Others that made me laugh included the winner in the Adventure category, by Oliver Mauserthan, Jacksonville, Florida:
“The man squinted his eyes as the blistering cold winds battered his rugged face, his eyes darting about, desperately hoping, daring to dream that amidst the frozen wasteland, he would find the last Klondike Bar that he had hidden in his freezer.”

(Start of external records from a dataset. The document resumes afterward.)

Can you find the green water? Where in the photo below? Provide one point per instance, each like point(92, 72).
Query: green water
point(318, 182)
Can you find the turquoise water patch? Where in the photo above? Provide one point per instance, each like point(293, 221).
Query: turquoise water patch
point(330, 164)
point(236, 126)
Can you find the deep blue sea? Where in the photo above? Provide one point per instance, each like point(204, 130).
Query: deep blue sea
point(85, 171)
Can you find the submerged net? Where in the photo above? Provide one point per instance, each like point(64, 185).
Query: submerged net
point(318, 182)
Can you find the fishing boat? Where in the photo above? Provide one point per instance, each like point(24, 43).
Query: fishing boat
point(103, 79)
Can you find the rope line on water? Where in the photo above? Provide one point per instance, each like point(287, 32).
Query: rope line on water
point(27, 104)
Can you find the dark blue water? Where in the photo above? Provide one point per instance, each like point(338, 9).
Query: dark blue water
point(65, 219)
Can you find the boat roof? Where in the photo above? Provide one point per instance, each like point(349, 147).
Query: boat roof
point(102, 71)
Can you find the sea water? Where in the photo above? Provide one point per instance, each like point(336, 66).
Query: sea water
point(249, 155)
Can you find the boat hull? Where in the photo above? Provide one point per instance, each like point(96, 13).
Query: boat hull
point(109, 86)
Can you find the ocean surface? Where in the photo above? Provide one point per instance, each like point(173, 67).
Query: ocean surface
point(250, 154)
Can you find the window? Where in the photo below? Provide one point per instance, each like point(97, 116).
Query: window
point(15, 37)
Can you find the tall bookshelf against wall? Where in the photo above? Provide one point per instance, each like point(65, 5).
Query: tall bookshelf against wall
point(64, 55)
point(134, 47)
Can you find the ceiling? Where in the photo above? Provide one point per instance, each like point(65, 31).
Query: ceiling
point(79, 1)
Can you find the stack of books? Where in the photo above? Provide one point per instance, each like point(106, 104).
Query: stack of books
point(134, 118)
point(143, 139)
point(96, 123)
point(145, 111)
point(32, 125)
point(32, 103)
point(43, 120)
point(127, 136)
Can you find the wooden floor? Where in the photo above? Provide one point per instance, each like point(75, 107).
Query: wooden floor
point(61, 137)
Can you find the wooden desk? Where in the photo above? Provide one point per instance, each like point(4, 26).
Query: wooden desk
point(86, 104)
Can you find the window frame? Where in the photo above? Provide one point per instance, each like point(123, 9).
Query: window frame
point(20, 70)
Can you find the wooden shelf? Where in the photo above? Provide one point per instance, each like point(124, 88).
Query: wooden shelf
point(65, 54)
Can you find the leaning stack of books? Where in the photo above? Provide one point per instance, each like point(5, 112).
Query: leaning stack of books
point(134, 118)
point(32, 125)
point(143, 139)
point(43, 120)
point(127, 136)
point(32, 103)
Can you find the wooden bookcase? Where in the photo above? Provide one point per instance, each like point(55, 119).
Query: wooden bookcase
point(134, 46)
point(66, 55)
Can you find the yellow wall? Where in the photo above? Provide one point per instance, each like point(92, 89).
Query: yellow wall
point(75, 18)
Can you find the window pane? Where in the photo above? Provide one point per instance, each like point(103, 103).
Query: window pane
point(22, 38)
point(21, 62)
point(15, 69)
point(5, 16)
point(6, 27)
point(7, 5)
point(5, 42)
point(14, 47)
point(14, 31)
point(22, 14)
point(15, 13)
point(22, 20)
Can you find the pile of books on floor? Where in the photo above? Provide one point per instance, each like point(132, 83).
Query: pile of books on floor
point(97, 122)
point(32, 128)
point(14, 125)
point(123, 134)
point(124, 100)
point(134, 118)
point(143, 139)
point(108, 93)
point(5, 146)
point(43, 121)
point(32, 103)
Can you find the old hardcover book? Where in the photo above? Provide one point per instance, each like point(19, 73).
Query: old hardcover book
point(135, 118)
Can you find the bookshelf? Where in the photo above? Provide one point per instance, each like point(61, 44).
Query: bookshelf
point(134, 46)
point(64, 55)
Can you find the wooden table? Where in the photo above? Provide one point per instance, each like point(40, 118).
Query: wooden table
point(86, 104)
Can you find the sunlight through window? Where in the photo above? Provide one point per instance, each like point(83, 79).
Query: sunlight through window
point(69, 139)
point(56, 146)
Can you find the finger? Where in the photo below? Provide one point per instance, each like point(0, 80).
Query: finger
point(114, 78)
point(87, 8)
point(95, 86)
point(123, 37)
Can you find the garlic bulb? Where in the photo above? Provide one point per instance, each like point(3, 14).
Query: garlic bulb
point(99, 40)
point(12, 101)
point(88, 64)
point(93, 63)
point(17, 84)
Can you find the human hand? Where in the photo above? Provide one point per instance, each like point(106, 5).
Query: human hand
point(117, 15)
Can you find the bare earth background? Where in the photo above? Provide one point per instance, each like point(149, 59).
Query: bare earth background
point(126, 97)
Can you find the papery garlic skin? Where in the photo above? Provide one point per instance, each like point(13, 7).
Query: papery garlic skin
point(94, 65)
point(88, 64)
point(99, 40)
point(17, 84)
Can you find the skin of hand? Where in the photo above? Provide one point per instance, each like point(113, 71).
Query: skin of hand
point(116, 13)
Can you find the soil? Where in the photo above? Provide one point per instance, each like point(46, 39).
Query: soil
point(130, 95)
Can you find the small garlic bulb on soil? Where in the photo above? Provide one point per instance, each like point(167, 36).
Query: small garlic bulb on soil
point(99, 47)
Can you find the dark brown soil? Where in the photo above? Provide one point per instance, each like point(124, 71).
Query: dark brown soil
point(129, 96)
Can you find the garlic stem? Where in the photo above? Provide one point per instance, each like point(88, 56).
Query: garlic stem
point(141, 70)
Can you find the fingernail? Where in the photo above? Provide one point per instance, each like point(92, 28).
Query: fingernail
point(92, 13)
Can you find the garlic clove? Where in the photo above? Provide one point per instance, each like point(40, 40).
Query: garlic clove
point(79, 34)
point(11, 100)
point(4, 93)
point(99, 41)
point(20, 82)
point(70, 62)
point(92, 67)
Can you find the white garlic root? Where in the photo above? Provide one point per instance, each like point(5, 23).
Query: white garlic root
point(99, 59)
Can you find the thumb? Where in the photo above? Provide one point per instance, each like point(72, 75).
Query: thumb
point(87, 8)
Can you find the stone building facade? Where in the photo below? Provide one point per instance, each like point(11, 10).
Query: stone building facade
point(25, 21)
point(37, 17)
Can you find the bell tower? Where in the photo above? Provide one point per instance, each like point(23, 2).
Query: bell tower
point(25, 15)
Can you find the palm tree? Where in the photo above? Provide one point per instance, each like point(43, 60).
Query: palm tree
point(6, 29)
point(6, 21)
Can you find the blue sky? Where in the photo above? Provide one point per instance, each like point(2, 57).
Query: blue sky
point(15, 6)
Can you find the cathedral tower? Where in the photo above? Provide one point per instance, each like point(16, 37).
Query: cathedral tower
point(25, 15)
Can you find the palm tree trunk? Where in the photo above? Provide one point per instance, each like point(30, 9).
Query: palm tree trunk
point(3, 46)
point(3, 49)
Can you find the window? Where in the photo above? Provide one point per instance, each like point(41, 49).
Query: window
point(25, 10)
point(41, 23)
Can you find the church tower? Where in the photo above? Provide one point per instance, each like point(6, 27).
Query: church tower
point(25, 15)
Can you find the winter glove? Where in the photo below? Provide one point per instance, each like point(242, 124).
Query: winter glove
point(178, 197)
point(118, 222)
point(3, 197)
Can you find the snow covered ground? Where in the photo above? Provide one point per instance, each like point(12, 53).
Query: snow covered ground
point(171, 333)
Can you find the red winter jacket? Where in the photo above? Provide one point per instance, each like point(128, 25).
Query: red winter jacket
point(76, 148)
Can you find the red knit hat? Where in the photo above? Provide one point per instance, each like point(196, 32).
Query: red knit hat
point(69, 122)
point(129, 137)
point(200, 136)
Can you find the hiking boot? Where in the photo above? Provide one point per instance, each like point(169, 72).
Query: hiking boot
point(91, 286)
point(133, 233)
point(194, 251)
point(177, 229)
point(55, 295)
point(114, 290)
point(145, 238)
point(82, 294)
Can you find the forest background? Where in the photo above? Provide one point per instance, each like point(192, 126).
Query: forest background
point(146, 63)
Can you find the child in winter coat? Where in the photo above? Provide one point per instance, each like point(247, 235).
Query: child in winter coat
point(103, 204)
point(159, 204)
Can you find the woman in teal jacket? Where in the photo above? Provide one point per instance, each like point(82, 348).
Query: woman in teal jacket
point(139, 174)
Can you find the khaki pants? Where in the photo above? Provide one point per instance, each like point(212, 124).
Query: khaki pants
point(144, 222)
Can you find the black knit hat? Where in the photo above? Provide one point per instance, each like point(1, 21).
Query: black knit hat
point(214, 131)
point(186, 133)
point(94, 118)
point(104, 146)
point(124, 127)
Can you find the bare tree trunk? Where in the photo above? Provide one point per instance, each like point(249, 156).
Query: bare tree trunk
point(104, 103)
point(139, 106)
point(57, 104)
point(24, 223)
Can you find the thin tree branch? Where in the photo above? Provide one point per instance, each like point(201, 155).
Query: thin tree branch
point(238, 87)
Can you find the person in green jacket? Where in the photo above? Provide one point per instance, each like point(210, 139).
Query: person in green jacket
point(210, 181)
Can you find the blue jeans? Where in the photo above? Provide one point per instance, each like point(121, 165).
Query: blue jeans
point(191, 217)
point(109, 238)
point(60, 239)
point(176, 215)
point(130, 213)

And these dishonourable mentions:
“Having attended Oktoberfest, taken in the beautiful foliage of New England, gone apple-picking, roamed through a corn maze, and visited a pumpkin patch, one thing was certain—Humpty Dumpty had a great Fall.” – Mark Meiches, Dallas, Texas
“It was a Dark ‘n Stormy night; the rum fell in torrents—except when it was checked by an equal, if not more substantial, measure of ginger beer (for it is in a highball glass that our drink lies), accented with a hit of lime juice from a well-placed wedge, and perhaps a dash of Angostura bitters, though that is at the bartender’s discretion and certainly not required.” – Allison Bryski, Durham, North Carolina
“Admitting the need for change is the first step toward recovery—I’m really proud of you,” said the first-year psych student, moonlighting as a supercilious clerk at the mini-mart, and Jane responded, “I’m really just trying to break a twenty and get some ones.” – John Tracy, Palm Desert, California
While the contest is all in good fun, remember that lengthy, rambling sentences are the worst for helping readers understand what you’re writing. According to an American Press Institute survey, averaging fewer than 14 words in a sentence will result in 90 to 99% understanding. Sentences of more than 43? Zero to 9%.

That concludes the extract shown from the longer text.